There is an obvious singularity when c = -1
, which is the case for n = (1, 0, 0)
and u = (-1, 0, 0)
. I believe this is related to gimbal lock. Currently, if c == -1
, the code correctly ignores the algorithm and instead calculates R
as a 180-degree rotation around the y axis (chosen arbitrarily without loss of generality). However, when c is very close to -1, the last term in the above equation blows up and the algorithm produces incorrect rotation matrices that result in "initial direction out of surface" error messages.
To Reproduce
>>> import numpy as np
>>> from libRustBCA import rotate_given_surface_normal_py
>>> nx = 1 - 1e-9
>>> ny = 1 - nx*nx
>>> ux1, uy1, uz1 = rotate_given_surface_normal_py(nx, ny, 0.0, -np.sqrt(2)/2, np.sqrt(2)/2, 0)

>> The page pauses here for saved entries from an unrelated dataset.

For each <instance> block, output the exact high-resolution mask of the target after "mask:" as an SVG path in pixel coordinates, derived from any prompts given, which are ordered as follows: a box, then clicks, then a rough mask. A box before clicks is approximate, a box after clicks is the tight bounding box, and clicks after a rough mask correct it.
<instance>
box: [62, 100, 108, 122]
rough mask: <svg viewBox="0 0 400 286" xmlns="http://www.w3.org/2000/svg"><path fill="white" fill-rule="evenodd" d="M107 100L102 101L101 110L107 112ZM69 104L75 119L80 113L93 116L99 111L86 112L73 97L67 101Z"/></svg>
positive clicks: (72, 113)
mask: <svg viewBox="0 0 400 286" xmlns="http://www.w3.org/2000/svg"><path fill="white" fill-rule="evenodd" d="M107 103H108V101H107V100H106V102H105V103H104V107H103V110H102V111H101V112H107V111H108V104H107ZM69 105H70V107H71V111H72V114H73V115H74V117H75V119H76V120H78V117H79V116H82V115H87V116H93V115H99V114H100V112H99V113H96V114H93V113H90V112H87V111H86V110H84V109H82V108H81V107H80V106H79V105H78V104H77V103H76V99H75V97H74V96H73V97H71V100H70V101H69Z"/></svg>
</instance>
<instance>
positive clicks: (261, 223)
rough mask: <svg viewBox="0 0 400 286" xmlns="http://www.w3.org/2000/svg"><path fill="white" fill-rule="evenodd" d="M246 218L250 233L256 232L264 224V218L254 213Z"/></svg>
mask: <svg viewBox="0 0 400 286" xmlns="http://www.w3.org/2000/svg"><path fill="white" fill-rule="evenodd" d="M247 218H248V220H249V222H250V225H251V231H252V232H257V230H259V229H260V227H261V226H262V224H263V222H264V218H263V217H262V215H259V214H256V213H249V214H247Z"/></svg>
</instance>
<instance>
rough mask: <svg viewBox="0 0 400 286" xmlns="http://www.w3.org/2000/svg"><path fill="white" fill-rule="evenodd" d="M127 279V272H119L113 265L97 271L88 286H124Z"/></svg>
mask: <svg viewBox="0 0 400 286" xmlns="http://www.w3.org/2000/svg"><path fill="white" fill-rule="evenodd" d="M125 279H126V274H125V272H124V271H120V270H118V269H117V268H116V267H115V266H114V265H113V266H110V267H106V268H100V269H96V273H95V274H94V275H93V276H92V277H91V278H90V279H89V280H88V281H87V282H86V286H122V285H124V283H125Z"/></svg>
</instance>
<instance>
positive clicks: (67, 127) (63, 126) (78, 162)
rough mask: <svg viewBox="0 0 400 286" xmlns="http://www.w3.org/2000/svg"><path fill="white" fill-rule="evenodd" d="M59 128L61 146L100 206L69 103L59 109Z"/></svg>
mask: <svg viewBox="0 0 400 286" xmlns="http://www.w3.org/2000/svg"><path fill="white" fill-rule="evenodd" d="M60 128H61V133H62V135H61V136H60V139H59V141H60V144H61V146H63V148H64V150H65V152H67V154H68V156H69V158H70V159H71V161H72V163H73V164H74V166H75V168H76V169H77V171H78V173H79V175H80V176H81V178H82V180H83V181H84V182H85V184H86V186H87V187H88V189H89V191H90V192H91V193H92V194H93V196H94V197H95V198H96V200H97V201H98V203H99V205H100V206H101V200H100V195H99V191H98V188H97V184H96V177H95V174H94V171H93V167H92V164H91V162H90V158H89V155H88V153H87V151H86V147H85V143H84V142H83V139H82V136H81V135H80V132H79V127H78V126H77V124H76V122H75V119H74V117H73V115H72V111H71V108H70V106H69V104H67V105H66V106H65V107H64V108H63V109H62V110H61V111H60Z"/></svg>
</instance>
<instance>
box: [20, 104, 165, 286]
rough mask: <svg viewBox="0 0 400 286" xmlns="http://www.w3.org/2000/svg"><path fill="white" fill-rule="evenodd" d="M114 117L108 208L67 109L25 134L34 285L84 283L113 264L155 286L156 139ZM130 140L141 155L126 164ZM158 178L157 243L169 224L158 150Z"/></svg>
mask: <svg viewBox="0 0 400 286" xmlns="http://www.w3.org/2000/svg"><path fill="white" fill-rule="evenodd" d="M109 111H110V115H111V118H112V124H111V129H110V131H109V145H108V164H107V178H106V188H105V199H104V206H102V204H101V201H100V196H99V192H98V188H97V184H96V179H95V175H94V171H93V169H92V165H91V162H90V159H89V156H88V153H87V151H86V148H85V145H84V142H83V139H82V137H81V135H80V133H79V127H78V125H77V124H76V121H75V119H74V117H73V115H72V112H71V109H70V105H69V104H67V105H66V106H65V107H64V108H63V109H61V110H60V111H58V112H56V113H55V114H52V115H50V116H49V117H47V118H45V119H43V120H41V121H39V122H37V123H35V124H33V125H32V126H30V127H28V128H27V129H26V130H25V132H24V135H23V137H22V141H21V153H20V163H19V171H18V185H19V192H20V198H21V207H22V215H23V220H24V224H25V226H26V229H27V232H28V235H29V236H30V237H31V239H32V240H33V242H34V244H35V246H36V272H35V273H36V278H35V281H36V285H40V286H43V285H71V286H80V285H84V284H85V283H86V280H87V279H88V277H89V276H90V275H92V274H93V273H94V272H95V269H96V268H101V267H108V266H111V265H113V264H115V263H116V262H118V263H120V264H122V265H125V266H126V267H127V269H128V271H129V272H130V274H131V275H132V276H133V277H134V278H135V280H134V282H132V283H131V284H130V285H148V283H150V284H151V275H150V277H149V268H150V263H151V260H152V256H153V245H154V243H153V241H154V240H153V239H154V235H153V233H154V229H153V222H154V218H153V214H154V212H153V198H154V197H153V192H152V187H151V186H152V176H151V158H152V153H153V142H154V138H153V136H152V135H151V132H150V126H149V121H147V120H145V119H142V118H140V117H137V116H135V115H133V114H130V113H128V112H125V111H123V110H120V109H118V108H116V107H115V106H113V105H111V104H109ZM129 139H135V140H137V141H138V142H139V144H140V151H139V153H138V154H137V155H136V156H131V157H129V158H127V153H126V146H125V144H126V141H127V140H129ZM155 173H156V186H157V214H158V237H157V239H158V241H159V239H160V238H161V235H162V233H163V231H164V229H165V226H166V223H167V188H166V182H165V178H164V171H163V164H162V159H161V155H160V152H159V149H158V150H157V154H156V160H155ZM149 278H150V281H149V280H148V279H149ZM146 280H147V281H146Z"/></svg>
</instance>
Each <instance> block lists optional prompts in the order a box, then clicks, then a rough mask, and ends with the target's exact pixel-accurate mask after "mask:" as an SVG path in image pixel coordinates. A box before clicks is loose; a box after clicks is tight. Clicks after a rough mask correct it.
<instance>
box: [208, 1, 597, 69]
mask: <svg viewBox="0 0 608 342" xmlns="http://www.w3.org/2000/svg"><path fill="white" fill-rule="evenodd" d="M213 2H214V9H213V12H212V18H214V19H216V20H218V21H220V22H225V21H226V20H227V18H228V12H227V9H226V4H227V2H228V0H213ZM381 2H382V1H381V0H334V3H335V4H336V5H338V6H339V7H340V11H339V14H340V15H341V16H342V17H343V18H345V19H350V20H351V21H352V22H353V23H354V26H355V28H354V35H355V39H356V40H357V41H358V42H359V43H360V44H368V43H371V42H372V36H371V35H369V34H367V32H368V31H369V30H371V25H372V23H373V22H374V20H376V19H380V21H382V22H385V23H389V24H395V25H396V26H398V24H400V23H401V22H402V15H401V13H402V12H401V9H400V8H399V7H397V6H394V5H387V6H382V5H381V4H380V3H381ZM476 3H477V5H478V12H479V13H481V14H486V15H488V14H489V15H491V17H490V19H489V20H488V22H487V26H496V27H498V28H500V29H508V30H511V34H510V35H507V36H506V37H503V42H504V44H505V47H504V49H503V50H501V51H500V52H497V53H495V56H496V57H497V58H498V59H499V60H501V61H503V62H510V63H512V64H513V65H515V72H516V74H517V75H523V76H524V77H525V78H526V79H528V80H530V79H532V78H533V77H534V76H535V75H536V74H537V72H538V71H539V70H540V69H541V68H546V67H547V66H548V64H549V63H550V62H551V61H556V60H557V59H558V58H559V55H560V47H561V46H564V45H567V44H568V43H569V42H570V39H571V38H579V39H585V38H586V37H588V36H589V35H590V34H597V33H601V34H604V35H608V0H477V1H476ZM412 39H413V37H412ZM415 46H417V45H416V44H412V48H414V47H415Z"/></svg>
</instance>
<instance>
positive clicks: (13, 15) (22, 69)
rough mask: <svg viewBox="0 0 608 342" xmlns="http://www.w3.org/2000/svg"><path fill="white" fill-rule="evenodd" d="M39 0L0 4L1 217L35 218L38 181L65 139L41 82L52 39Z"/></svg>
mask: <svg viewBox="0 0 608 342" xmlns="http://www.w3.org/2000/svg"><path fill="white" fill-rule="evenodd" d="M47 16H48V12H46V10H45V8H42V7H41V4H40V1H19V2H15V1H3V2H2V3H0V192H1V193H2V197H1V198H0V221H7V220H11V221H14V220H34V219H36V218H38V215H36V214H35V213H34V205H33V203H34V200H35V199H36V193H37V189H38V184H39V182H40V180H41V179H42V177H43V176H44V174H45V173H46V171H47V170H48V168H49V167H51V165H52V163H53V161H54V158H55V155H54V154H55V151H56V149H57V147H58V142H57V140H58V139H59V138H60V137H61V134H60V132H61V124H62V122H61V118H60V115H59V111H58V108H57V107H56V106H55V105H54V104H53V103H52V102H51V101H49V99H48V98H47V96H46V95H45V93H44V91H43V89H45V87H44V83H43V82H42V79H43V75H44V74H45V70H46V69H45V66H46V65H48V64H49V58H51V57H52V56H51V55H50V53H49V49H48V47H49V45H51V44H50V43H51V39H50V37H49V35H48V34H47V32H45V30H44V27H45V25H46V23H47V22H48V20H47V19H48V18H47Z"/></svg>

thread '<unnamed>' panicked at src/lib.rs:1398:5:
Error: RustBCA initial direction out of surface. Please check surface normals and incident direction. n = (0.999999999, 0.000000001999999943436137, 0) u = (-0.707106775943907, -0.7071067811865476, 0)
Traceback (most recent call last):
File "<stdin>", line 1, in <module>
pyo3_runtime.PanicException: Error: RustBCA initial direction out of surface. Please check surface normals and incident direction. n = (0.999999999, 0.000000001999999943436137, 0) u = (-0.707106775943907, -0.7071067811865476, 0)
Expected behavior
There should be a threshold for c being too close to -1 that should revert to a 180-degree rotation around y. There is probably a way to calculate an ideal threshold, but from testing the code functions normally when nx = 1 - 1e-6 and breaks when nx = 1 - 1e-9, so the threshold should be somewhere in between those two values.